At this point you might ask why, if we at Liberties are such hardliners on personal data protection, we are still using behavioural advertising to deliver our messages on Facebook. From where you most likely arrived. Firstly, we do not use RTB. Second, we are not criticising anyone who uses RTB to sell their products. We are criticizing those who set the industry standards, and we want them to comply with the laws, which at present, as far as we can tell, they aren’t doing.

Those of you who have a very strong moral compass might say that while we are not criticizing the businesses and organisations that use RTB to sell their products or ideas, the natural conclusion of our arguments is that they are indeed morally corrupt, for by participating in it companies are maintaining a morally corrupt practice. Thus the only thing you can do to preserve your moral integrity as a business, or as an organisation like Liberties is total abstinence. No RTB, no Facebook targeted advertising, nothing of this sort.

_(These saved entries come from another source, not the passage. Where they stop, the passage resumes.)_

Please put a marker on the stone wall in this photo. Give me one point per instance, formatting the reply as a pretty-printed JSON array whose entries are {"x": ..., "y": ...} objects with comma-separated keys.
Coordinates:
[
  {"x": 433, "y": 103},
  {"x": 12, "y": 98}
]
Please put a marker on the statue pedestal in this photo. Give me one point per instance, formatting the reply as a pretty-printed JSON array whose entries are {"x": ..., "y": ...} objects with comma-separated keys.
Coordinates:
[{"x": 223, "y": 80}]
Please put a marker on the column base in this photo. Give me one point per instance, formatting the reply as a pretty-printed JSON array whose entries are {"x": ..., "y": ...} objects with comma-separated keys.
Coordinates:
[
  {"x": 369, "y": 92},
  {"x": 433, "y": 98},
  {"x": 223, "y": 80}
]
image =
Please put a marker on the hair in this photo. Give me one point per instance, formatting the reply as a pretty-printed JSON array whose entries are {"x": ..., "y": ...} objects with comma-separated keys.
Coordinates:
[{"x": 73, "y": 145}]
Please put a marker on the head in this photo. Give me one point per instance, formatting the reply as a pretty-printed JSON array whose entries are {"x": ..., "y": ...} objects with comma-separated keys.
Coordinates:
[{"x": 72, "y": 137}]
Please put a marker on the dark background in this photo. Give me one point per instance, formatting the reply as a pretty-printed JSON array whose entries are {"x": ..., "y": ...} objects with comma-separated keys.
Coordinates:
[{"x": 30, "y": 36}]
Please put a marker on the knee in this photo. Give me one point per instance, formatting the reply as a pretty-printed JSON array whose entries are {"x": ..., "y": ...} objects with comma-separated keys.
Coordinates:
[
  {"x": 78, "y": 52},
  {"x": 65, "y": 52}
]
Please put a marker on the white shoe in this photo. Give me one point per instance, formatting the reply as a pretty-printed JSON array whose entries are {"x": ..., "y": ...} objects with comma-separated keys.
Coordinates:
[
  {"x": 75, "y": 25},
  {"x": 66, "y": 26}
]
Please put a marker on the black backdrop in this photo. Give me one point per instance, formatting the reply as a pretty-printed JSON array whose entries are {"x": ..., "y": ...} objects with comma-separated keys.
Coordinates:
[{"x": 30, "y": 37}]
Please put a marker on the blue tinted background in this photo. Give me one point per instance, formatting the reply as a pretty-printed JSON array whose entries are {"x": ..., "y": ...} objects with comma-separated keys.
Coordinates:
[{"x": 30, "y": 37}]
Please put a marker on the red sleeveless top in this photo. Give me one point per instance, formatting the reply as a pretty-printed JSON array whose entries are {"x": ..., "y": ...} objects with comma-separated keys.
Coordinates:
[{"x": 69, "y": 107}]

But keep in mind that this is not a particularly good moral argument. The real world is messy. Sometimes things that are bad at first sight are exactly the right thing to do all things considered. If you are, for example, a business that sells environmentally conscious products, for the love of God, please don’t shoot yourself in the foot and cause yourself a competitive disadvantage by not using behavioural advertising. Use it for now. But while you are doing that, do fight for a world where businesses do not need to use such advertising to stay competitive and people’s personal data is kept safe.

This is exactly what we are doing too.